“You fell in love right up there in your office?” At least I wasn’t the only fool at school.

“When he hit her that time …”

“When was that?”

“Two weeks ago. When he did that I begged her to leave him. I told her that I’d go tell him that she was gone and take her clothes and everything. At first she said no, but then she said that she’d think about it while she was away with a friend who could get cheap tickets to France. She wanted to clear her mind.

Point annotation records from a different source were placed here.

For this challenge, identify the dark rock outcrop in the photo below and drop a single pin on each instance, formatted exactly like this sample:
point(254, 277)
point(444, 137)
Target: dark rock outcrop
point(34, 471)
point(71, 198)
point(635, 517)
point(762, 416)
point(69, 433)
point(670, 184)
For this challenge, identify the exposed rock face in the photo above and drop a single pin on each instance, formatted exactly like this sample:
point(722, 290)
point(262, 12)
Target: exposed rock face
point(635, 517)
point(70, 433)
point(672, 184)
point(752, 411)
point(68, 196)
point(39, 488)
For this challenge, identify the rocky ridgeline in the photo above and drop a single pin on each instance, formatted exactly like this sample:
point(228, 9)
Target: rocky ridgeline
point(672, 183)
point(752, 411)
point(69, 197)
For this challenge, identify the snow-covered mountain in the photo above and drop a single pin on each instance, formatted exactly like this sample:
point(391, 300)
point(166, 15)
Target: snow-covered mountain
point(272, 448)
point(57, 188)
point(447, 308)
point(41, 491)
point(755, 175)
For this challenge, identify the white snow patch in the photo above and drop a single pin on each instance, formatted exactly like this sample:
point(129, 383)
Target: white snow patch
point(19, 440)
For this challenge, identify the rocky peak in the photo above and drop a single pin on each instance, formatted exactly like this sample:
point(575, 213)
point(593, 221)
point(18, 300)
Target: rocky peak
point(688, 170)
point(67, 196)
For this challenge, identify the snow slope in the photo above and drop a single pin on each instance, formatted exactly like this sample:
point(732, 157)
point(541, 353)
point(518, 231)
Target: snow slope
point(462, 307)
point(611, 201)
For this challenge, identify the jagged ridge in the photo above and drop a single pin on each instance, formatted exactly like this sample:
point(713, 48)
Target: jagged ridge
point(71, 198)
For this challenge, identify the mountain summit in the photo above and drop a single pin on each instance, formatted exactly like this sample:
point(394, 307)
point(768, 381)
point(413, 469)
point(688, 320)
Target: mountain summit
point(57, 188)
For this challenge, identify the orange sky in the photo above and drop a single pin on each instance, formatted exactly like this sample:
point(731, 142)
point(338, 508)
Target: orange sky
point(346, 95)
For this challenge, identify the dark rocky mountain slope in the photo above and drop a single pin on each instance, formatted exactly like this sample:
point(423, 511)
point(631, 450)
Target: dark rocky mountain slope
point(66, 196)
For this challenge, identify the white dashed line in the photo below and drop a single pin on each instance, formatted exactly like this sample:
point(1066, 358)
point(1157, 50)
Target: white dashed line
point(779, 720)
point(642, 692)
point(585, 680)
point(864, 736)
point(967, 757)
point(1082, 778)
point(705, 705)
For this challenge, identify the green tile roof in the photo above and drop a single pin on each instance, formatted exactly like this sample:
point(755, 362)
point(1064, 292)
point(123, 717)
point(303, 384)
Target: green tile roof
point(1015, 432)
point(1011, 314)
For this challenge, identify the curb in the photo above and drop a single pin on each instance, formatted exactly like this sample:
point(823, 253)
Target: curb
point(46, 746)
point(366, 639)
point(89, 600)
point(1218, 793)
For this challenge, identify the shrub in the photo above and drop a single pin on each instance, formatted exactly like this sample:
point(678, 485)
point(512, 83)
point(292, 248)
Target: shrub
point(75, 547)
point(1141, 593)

“I was glad that she was gone, because if she had stayed in that house with that man I don’t know what I might have done. The night before she left I went by there with some state aptitude tests that I said she had to have graded by the time she got back. I just wanted to know that she was all right.”

“And was she?”

“She walked me out to the car and said that she was fine, that she’d see me when she got back.”

“And she saw you?”

“Only for a moment. Yesterday. The day they found Roman. She told me that you had her dog and that Holland was going to beat her for something. She didn’t say what. Just that she was going to leave right then.”

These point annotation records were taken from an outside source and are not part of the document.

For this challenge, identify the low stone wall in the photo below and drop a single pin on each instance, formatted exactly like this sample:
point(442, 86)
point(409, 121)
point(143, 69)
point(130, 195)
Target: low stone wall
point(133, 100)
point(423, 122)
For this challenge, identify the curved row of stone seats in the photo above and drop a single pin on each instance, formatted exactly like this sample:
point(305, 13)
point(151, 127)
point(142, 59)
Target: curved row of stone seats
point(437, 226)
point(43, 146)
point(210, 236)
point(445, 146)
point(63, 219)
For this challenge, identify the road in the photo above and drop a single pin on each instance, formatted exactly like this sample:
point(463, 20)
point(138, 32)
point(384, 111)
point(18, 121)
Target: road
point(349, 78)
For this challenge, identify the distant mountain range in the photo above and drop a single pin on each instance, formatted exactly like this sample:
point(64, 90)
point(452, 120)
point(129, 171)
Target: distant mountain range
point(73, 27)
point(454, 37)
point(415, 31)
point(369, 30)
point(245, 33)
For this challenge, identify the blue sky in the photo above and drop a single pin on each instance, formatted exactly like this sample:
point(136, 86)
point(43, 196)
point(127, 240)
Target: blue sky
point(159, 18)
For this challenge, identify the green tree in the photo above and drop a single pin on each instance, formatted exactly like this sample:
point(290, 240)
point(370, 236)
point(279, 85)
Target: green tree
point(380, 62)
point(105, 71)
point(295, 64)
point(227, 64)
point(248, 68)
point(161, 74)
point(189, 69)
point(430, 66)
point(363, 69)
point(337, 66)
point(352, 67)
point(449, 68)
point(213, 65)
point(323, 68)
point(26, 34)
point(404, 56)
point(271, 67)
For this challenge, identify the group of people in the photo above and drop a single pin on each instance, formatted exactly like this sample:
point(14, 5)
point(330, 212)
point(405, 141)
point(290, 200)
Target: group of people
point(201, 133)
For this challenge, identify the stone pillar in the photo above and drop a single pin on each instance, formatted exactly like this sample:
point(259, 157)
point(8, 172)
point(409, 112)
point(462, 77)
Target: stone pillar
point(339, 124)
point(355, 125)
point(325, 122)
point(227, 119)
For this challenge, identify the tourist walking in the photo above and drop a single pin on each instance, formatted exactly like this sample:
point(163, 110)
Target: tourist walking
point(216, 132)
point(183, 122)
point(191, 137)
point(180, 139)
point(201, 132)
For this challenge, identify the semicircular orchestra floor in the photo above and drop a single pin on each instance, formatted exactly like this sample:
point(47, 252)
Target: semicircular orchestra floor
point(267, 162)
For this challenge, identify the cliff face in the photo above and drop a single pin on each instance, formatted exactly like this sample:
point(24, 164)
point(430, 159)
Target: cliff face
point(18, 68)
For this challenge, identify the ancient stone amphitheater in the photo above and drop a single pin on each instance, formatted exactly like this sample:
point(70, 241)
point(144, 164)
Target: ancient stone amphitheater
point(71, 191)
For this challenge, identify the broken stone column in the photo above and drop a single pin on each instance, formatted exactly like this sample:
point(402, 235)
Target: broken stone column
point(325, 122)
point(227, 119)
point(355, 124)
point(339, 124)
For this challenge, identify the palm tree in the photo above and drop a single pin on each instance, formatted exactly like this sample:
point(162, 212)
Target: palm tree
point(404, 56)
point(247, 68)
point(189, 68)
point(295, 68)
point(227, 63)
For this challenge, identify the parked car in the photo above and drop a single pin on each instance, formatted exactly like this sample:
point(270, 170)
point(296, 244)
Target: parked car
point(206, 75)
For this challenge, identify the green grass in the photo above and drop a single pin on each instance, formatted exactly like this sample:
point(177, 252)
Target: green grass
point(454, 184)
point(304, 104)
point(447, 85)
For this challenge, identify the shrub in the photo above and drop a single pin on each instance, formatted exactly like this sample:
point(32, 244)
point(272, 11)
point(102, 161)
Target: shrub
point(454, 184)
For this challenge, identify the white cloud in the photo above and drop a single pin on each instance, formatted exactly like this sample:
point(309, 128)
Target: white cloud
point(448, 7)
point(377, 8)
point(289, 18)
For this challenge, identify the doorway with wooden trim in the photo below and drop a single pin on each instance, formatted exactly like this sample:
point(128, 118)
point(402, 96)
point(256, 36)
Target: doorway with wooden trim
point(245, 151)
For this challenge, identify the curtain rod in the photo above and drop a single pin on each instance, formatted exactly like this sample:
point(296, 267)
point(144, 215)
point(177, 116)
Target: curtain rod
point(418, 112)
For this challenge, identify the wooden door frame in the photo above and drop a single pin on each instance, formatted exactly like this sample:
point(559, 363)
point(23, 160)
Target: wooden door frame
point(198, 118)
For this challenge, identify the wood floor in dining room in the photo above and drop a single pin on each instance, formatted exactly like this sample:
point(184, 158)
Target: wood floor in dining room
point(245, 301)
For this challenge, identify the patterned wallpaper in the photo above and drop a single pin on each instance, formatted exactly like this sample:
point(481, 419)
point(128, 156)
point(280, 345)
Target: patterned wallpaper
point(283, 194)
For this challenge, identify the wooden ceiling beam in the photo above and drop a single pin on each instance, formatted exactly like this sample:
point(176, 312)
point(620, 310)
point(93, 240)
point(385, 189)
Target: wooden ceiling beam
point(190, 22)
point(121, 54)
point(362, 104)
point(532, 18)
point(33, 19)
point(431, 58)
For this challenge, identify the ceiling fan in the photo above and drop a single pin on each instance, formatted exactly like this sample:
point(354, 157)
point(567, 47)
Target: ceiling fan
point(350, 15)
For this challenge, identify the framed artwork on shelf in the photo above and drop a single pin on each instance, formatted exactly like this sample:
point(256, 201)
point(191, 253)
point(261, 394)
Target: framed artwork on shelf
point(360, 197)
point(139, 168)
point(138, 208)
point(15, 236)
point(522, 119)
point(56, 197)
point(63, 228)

“So you think that Sanchez is going to point at you for Roman?” I asked.

“No. He was killed in the early morning. I was in bed with my wife out in the valley. That’s what I’m afraid of, that Sanchez might find out about me and Ida. Maybe she told somebody, maybe somebody saw us somewhere.”

Or maybe somebody saw him drive out to her house to shoot her husband. He might have done it. Maybe. I didn’t care, though. Not unless it brought me grief.

“Well,” I said, “they didn’t ask me anything about you, Mr. Preston. They did ask me about Mrs. Turner, though, and they mentioned her husband too.”

“But nothing about me?”

“Nope. Not a word about you.”

“Will you tell me if you hear anything?”

“From the cops?”

“Or from Idabell. If she calls about Pharaoh, tell me, and tell her that I really need to see her.”

“Tell me somethin’, Mr. Preston.”

“What?”

“Did the police show you a picture of Roman?”

“Yes. Yes they did.”

“And did you tell them that you knew him?”

“Of course. I just didn’t say about Idabell. You know it doesn’t really have anything to do with it. I’m sure it doesn’t.”

He looked the part of an honest and ignorant man, but, then again, so did I.

“Do you have any idea who could have killed Roman?” I asked.

“No. He was a great guy. Not like his brother at all.”

Except, I thought, that they were both dead.

CHAPTER 13

 

I DROVE DOWN to the district office of the Board of Ed.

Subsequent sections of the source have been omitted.